CT-PatchTST: Channel-Time Patch Time-Series Transformer for Long-Term Renewable Energy Forecasting
Kuan Lu, Menghao Huo, Yuxiao Li, Qiang Zhu, Zhenrui Chen
TL;DR
CT-PatchTST addresses the challenge of long-horizon renewable energy forecasting by jointly modeling inter-channel correlations and temporal dynamics in multivariate time series. It extends PatchTST with a dual-channel/time attention encoder, RevIN normalization, and patch-based input representations, yielding more accurate wind and solar forecasts. Evaluations on real-world Danish offshore/onshore wind and solar data show consistent improvements over PatchTST and other baselines, underscoring robustness across patch lengths and forecast horizons. The results imply improved predictive capabilities for energy storage coordination and grid operation, enabling proactive ESS deployment and reduced dispatch risk in high-renewable scenarios.
Abstract
Accurate forecasting of renewable energy generation is fundamental to enhancing the dynamic performance of modern power grids, especially under high renewable penetration. This paper presents Channel-Time Patch Time-Series Transformer (CT-PatchTST), a novel deep learning model designed to provide long-term, high-fidelity forecasts of wind and solar power. Unlike conventional time-series models, CT-PatchTST captures both temporal dependencies and inter-channel correlations-features that are critical for effective energy storage planning, control, and dispatch. Reliable forecasting enables proactive deployment of energy storage systems (ESSs), helping to mitigate uncertainties in renewable output, reduce system response time, and optimize storage operation based on location-specific flow and voltage conditions.

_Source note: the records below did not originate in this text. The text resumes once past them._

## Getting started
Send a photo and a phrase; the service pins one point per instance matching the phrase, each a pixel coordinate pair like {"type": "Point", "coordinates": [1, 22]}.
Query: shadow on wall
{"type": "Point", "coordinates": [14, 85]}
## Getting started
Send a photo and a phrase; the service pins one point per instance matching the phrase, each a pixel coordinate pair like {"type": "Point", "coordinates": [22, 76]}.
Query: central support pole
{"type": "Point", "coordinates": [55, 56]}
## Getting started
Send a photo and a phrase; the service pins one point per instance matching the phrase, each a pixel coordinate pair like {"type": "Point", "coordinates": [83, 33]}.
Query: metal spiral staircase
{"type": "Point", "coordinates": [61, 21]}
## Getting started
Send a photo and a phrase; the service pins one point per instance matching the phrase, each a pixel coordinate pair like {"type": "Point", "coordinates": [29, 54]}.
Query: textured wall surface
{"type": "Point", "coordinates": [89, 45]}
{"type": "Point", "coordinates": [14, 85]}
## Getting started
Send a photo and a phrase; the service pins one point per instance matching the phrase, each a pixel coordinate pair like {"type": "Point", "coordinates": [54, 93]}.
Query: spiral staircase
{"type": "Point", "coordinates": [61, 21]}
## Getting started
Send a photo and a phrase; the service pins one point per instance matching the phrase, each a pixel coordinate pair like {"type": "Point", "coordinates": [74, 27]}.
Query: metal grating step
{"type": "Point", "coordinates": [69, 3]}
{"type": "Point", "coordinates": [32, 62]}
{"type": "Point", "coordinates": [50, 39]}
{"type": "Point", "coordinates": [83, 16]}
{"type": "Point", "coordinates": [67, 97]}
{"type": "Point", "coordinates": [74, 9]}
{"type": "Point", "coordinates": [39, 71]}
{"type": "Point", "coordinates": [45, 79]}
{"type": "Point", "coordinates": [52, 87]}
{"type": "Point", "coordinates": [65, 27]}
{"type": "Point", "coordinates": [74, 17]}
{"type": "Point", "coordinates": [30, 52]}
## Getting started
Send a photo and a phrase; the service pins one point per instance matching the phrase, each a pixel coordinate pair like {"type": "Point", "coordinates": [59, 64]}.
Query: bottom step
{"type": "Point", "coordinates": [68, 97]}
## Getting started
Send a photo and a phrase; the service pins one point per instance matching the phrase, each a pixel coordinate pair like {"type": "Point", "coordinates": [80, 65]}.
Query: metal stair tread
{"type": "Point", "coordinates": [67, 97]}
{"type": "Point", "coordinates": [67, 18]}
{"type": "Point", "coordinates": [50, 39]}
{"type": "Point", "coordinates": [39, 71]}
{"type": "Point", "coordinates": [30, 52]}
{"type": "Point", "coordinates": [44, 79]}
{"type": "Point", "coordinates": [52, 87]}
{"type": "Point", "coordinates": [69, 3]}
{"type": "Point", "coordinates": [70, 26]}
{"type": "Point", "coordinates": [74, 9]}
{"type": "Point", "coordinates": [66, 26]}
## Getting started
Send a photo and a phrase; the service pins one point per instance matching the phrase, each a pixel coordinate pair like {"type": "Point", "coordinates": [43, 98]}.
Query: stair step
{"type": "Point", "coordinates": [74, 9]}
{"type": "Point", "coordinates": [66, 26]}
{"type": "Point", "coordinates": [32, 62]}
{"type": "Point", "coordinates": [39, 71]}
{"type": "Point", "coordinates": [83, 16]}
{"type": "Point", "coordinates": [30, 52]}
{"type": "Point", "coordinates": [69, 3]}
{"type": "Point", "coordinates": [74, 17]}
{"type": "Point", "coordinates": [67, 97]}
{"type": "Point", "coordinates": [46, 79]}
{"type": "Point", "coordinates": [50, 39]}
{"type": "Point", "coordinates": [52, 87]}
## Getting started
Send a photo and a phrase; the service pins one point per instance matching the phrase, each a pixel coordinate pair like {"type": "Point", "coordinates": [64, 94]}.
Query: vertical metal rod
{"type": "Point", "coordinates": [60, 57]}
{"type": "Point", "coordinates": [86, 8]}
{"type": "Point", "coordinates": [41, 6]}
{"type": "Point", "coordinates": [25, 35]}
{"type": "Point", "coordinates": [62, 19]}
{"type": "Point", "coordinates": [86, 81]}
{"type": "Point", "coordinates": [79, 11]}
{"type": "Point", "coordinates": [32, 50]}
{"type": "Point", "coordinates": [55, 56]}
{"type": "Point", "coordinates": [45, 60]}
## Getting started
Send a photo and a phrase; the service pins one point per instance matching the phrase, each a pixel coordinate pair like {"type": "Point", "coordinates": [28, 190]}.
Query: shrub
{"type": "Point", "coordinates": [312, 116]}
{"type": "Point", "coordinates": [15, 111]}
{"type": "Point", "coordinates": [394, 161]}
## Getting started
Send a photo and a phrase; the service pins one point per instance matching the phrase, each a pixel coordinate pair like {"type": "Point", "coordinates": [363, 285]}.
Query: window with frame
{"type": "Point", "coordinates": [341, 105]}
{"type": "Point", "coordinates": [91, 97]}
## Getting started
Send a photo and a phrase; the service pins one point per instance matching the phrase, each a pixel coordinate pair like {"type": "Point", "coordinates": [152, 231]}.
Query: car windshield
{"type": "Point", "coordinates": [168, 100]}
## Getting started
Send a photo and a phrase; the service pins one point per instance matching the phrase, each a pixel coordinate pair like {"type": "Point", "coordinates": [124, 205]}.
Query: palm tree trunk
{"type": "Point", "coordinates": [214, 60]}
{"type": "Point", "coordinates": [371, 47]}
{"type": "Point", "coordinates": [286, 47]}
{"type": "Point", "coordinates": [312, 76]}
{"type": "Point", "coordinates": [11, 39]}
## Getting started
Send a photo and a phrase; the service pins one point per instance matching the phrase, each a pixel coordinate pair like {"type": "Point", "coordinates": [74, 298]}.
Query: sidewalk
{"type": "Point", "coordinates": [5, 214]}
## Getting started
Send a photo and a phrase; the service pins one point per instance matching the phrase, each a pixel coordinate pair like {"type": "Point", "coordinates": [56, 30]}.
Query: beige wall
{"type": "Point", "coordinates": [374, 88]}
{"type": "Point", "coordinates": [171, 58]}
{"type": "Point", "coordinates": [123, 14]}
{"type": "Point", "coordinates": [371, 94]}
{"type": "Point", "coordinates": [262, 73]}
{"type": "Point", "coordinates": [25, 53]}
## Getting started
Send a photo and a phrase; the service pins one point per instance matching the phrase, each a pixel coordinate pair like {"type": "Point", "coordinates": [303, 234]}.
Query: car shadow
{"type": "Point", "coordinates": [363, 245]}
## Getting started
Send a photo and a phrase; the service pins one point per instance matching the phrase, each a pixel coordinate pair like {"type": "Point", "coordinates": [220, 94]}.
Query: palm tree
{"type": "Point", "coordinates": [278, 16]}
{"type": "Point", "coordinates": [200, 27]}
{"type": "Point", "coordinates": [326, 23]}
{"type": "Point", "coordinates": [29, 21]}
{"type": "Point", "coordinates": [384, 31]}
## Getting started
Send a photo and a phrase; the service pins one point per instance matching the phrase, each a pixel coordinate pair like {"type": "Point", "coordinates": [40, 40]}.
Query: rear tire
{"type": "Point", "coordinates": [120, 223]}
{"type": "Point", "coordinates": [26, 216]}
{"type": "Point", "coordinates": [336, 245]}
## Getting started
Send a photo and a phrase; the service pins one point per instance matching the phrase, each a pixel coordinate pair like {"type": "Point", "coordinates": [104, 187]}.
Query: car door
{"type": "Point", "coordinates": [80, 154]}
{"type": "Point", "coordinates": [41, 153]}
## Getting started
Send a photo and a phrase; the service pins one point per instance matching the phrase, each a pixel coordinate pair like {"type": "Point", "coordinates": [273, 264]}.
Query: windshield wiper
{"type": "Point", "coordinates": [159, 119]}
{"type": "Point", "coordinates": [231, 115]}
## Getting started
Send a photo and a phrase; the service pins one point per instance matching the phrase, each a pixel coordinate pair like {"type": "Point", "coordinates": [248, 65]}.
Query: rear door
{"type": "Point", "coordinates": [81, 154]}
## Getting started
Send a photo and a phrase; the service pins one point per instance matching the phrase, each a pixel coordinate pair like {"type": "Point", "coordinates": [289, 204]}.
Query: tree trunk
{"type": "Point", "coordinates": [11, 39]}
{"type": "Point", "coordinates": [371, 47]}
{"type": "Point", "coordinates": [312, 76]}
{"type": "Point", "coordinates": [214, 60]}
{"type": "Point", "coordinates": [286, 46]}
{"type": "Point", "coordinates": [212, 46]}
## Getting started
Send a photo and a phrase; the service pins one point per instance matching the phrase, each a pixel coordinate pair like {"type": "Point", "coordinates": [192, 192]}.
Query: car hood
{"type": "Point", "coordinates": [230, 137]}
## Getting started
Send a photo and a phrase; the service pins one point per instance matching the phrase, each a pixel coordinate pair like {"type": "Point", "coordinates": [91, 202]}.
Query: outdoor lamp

Evaluated on real-world datasets from Denmark's offshore wind, onshore wind, and solar generation, CT-PatchTST outperforms existing methods in both accuracy and robustness. By enabling predictive, data-driven coordination of ESSs across integrated source-grid-load-storage systems, this work contributes to the design of more stable, responsive, and cost-efficient power networks.